The group's attorney, David Bornn, told the chamber members and representatives of Roy L. Schneider Hospital — who strongly oppose the facility — that the privately operated center would provide residents with a "choice" and would not negatively impact the hospital.
"If there is no other facility, how can there be a choice?" Bornn asked, adding that many residents often go off-island for medical care. He said those seeking to build the center are "attempting to stem the flow of cases that are going off-island, and leaving that revenue here."
Bornn said the center would provide individuals needing outpatient surgical care with a "cheaper" alternative. Nationally, he said, ambulatory surgical centers on average are 46 percent less expensive than hospitals. He said the Medicare co-payment maximum is 20 percent.
Schneider Hospital also will benefit, Bornn stated, because of "enhanced and greater need for in-patient and diagnostic services" for "more serious cases."
Rodney E. Miller Sr., Schneider Hospital chief executive officer, strongly disputed Bornn's claims.
"Anything that is taken away from the hospital hurts the hospital," Miller said, referring to the number of outpatient cases that would go to the private facility. "This makes it very difficult for us where we have to take care of all, some of whom may not be able to pay."
Miller said the center potentially could mean a loss of about $2.7 million annually for the hospital.
Chase, who is on the Schneider Hospital medical staff, told the gathering: "If I truly believed that this would have a long-term negative effect on this hospital, I would not be doing this."
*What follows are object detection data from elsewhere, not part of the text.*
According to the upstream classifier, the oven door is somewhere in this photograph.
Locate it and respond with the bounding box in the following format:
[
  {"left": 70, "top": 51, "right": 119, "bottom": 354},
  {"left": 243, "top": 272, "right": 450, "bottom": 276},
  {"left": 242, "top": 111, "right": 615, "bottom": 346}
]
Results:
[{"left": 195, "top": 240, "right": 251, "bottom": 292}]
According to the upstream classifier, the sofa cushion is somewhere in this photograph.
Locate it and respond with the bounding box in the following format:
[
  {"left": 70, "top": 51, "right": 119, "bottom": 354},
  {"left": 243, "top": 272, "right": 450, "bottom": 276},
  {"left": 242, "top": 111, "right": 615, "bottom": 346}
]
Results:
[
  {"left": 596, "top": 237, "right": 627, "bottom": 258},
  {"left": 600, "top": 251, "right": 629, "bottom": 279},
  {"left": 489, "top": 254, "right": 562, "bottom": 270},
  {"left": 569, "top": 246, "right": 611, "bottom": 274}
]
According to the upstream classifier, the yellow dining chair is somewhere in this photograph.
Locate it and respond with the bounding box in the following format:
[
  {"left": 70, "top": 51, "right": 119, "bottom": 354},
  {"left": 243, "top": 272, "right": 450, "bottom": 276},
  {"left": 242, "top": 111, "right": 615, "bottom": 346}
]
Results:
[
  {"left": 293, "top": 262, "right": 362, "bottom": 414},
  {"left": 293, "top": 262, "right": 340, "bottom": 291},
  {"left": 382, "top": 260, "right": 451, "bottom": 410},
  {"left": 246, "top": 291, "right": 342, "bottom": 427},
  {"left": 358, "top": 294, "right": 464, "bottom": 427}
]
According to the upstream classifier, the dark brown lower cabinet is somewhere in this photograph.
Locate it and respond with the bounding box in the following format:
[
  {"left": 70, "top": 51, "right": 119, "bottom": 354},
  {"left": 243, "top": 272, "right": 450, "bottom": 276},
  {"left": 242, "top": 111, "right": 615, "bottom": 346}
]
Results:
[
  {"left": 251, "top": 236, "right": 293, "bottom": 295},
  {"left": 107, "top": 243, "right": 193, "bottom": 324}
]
Miller also said the center would be a conflict of interest for participating doctors who are on the hospital's payroll. And that if the plan goes forward, he said, any doctors on his staff who are involved will no longer be employed by the hospital. Six members of the group are currently on the hospital staff.
"We certainly will not be supportive of them being employed by the Roy Lester Schneider Hospital, but we will not take away their privileges," Miller said.
Chase, in response to Miller's statements, said: "I feel very passionately that this is the best thing for the people of the Virgin Islands, and I'm still going to pursue it."
Dr. Frank Odlum, the hospital's chief of surgery, said if the center is established, 17 percent of the hospital's outpatient clients will go to the private facility. And insurance companies would more than likely mandate that certain surgeries be done at the center, he said.
"If there was an absolute surety that this would not hurt the revenues of the hospital, then fine," Odlum said. But that is highly unlikely, he added.
Beverly Chongasing, member of the Schneider Hospital board, said the center would hurt the hospital. "If the hospital is allowed to lose all this money and slip, everybody is going to be affected," she said.
Reactions of the Chamber of Commerce board members were mixed as the debate went on.
"If you're denied the opportunity of free enterprise, then that's a problem," Joe Aubain, chamber executive director, said. He said the two factions will need to come to an agreement in order for the proposed facility to work.